Dr. Parker also noted that his half-brother, William Parker had married a Mary Cory and his half-sister, Rachel Parker had married Alfred Tanquary, who was killed in the Battle of Shiloh in the U. S. Civil War. Victor did not include any additional information about John F. Parker, not even information as to date and place of death. This tends to indicate the family had lost contact with a family member over the years.
Much of the information provided by V. H. Parker was that which I had never known before, but a good portion of it confirmed the scribbled notes of my great-grandmother, Alice Parker LePaige.
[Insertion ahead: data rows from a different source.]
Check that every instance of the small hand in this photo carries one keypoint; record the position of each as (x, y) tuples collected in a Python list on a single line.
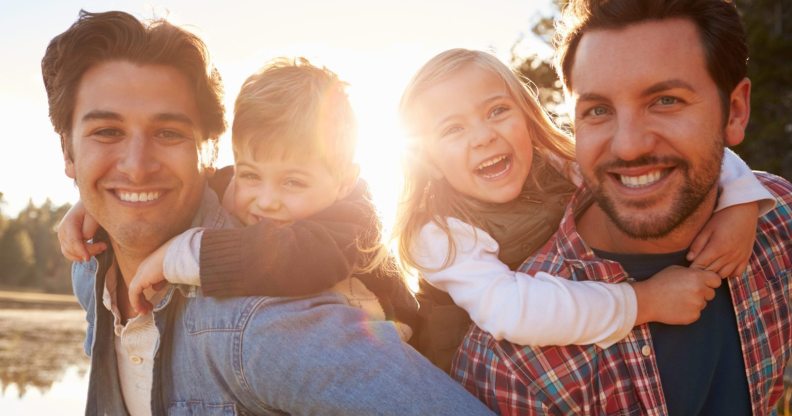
[(725, 244), (149, 275), (675, 296)]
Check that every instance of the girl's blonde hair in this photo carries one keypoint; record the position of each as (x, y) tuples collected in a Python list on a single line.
[(424, 200)]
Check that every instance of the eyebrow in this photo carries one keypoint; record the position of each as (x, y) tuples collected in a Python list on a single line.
[(162, 117), (668, 85), (292, 171), (651, 90), (102, 115), (495, 97)]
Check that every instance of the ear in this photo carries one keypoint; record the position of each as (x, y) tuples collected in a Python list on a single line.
[(739, 113), (349, 181), (67, 160)]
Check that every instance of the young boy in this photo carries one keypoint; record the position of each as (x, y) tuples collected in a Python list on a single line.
[(309, 223)]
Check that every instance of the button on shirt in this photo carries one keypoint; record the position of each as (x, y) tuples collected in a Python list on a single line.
[(135, 345)]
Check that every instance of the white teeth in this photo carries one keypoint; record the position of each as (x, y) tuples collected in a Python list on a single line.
[(639, 181), (138, 196), (490, 162)]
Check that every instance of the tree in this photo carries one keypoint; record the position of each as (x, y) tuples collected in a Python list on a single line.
[(768, 143), (768, 24)]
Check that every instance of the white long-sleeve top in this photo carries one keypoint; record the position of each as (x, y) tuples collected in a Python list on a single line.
[(544, 309)]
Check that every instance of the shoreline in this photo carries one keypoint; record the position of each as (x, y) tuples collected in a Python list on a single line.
[(14, 299)]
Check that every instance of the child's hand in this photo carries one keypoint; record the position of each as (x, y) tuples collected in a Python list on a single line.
[(725, 243), (149, 275), (76, 227), (675, 296)]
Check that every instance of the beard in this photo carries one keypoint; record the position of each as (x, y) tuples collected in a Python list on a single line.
[(697, 184)]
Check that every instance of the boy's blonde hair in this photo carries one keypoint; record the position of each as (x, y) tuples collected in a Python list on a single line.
[(291, 108), (424, 200)]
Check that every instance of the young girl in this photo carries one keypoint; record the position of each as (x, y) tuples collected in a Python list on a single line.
[(486, 184)]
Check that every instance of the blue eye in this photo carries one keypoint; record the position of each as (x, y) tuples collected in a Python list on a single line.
[(171, 135), (597, 111), (294, 183), (498, 110), (451, 130), (248, 176)]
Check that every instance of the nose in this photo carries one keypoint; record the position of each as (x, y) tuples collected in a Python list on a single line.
[(140, 158), (268, 200), (631, 139), (482, 135)]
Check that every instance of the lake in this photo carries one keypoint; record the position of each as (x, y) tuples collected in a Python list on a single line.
[(43, 369)]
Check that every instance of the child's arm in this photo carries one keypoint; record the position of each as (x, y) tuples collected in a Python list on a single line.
[(548, 310), (725, 243), (300, 258), (176, 262), (74, 231)]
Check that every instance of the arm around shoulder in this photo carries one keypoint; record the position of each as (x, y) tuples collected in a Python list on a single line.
[(528, 310)]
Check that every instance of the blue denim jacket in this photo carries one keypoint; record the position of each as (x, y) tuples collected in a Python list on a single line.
[(265, 355)]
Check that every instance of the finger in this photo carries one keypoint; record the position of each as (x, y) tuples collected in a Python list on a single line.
[(712, 280), (143, 307), (698, 244), (137, 299), (718, 265), (727, 270), (71, 254), (741, 268)]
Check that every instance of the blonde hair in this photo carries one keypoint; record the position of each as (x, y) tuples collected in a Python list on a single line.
[(291, 108), (298, 109), (423, 200)]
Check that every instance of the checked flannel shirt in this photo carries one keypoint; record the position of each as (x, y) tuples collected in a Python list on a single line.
[(623, 379)]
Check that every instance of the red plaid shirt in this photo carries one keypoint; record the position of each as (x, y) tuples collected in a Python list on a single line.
[(624, 379)]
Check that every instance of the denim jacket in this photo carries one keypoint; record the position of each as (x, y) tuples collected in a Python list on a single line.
[(265, 355)]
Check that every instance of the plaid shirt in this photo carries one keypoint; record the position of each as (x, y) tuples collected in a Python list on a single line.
[(624, 379)]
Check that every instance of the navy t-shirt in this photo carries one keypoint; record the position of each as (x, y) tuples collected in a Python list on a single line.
[(701, 365)]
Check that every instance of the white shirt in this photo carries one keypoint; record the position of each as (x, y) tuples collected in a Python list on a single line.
[(136, 345)]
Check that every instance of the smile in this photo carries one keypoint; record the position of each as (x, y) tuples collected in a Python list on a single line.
[(644, 180), (494, 168), (138, 196)]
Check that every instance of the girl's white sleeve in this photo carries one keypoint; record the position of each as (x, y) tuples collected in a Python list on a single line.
[(182, 260), (527, 310), (739, 185)]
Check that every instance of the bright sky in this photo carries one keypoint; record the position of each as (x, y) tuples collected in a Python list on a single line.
[(374, 45)]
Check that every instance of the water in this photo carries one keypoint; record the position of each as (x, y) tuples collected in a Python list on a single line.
[(43, 369)]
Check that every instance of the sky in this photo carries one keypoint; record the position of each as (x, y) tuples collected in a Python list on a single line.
[(374, 45)]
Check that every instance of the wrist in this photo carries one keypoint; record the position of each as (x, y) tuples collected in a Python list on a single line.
[(643, 302)]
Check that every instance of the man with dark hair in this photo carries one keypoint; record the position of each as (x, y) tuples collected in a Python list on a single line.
[(138, 109), (659, 88)]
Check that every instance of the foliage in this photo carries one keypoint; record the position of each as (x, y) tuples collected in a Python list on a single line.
[(768, 23), (30, 256)]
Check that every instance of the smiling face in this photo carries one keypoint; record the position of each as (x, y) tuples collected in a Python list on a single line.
[(475, 134), (135, 158), (648, 124), (283, 189)]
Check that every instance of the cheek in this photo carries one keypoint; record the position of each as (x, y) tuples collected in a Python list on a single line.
[(448, 160)]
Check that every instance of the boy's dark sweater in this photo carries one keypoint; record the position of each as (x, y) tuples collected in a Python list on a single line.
[(302, 258)]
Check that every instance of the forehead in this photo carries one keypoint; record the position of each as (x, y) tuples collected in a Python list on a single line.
[(280, 159), (614, 60), (459, 91), (135, 91)]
If I had even imagined that the man named J. F. Parker in the Aurora cemetery might have been a distant ancestor of mine, I would certainly have included that information in my book. Not in my wildest thoughts did I ever once consider it.
I know that today DNA is being used to identify if family members are interrelated, but without John Fletcher Parker’s DNA to compare to, it is next to impossible to prove he is actually my relative.
Although I did not do the research on those at the Aurora cemeteries to satisfy any personal connection to anyone there, I nonetheless find myself having connected with a family member I knew only as “Flecher Parker”, brother of my great-great grandfather.
Sadly, this discovery started because of the desecration of this “Pioneer’s” grave and the disgust I felt that anybody could do that to someone’s remains.
And as the 1960 headline read, it turns out that J. F. Parker truly was a “Pioneer” of the town of Aurora, Nevada. For the majority of time from about 1864 to his death in 1906, John F. Parker worked and lived in Aurora, leading a quiet, industrious life. He could never have known that his own great-great-niece would one day find him.